Ensure proper context propagation across async operations:

async def process_batch(items):
    # Capture current context
    current_context = trace.get_current_span().get_span_context()
    
    async def process_item(item):
        # Create child span with parent context
        with tracer.start_as_current_span(
            "process_item",
            context=trace.set_span_in_context(
                trace.NonRecordingSpan(current_context)
            )
        ) as span:
            span.set_attributes({"item.id": item.id})
            # Process item
            return await perform_processing(item)
    
    # Process items concurrently
    results = await asyncio.gather(*[process_item(item) for item in items])
    return results

Production Deployment Considerations

Performance Impact

Minimize observability overhead:

  1. Batch Export: Use batch processors for efficient data export
  2. Sampling: Implement head-based sampling for high-traffic services
  3. Resource Detection: Cache resource attributes to avoid repeated detection
  4. Async Processing: Use non-blocking exporters

Configuration Management

Use environment variables for flexible configuration:

const config = {
  serviceName: process.env.OTEL_SERVICE_NAME || 'unknown-service',
  exporterEndpoint: process.env.OTEL_EXPORTER_OTLP_ENDPOINT || 'http://localhost:4318',
  samplingRate: parseFloat(process.env.OTEL_SAMPLING_RATE || '1.0'),
  enableMetrics: process.env.OTEL_METRICS_ENABLED !== 'false',
  enableTraces: process.env.OTEL_TRACES_ENABLED !== 'false',
};

Security Considerations

  1. Sensitive Data: Implement attribute filtering to prevent logging sensitive information
  2. Authentication: Use secure endpoints with proper authentication for exporters
  3. Network Security: Encrypt data in transit using TLS
# Filter sensitive attributes
class SensitiveDataFilter(SpanProcessor):
    def on_start(self, span, parent_context):
        # Remove sensitive attributes
        sensitive_keys = ['password', 'api_key', 'credit_card']
        for key in sensitive_keys:
            if key in span.attributes:
                span.set_attribute(key, '[REDACTED]')

Conclusion

OpenTelemetry provides a comprehensive framework for implementing observability across your entire stack.
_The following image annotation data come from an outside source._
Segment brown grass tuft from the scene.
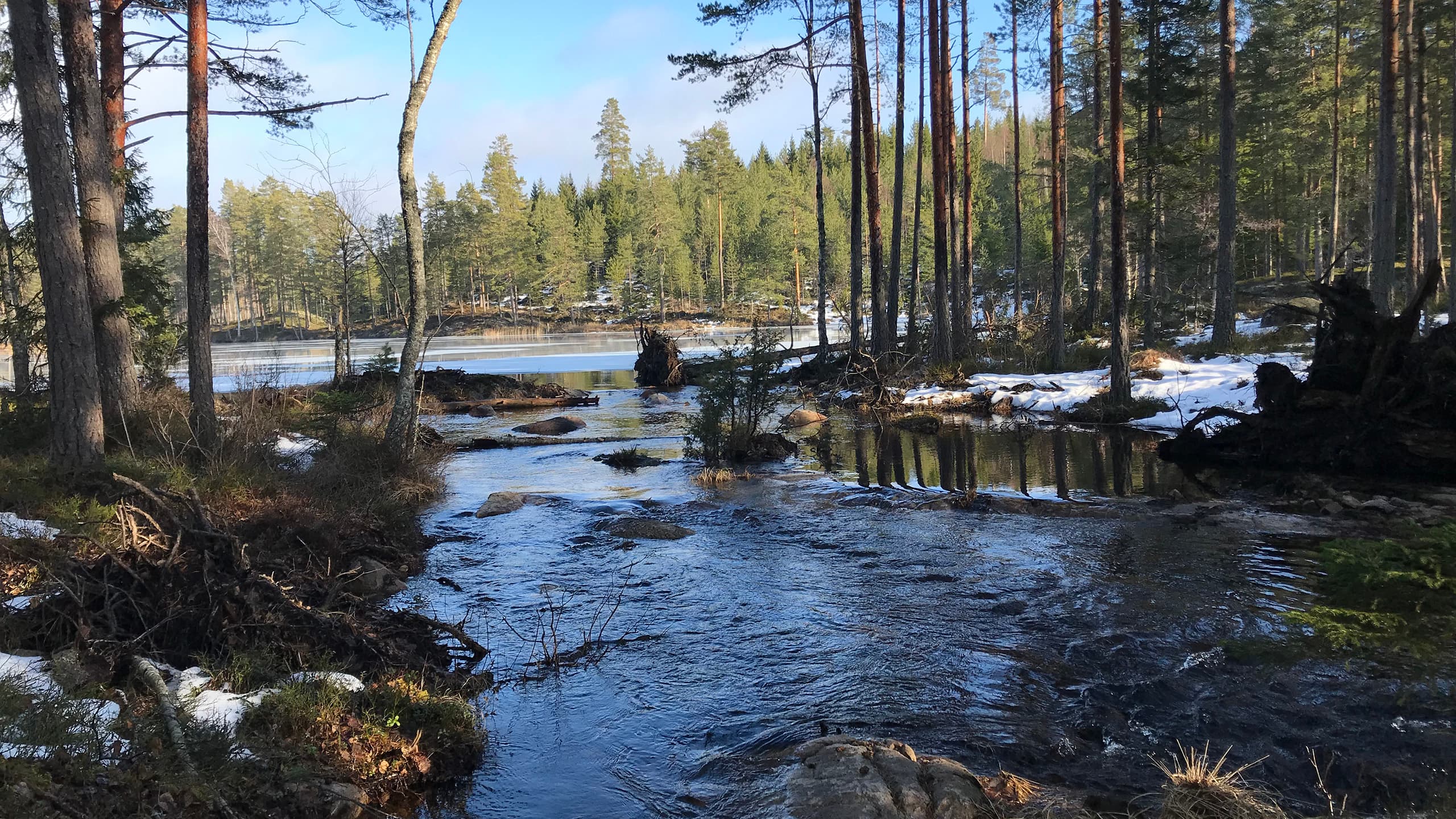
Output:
[1153,743,1284,819]
[978,771,1041,804]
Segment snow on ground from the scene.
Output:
[904,346,1306,430]
[0,511,61,541]
[1173,319,1279,344]
[0,651,364,758]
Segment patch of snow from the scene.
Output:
[0,511,61,541]
[904,346,1308,430]
[0,651,61,694]
[1173,319,1279,344]
[274,433,323,472]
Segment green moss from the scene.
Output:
[1284,523,1456,668]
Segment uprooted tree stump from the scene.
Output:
[632,325,687,388]
[1159,264,1456,481]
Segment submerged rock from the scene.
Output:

By following these patterns and best practices, you can gain deep insights into your distributed systems while maintaining performance and security.

Key takeaways:

  • Start with auto-instrumentation and add custom instrumentation as needed
  • Use semantic conventions for consistency
  • Implement proper context propagation for distributed tracing
  • Choose appropriate sampling strategies for your traffic patterns
  • Monitor the performance impact of your observability implementation
  • Secure your telemetry data pipeline

With OpenTelemetry, you're not just collecting data—you're building a foundation for understanding and improving your systems at scale. The investment in proper observability pays dividends when troubleshooting issues, optimizing performance, and ensuring reliability in production environments.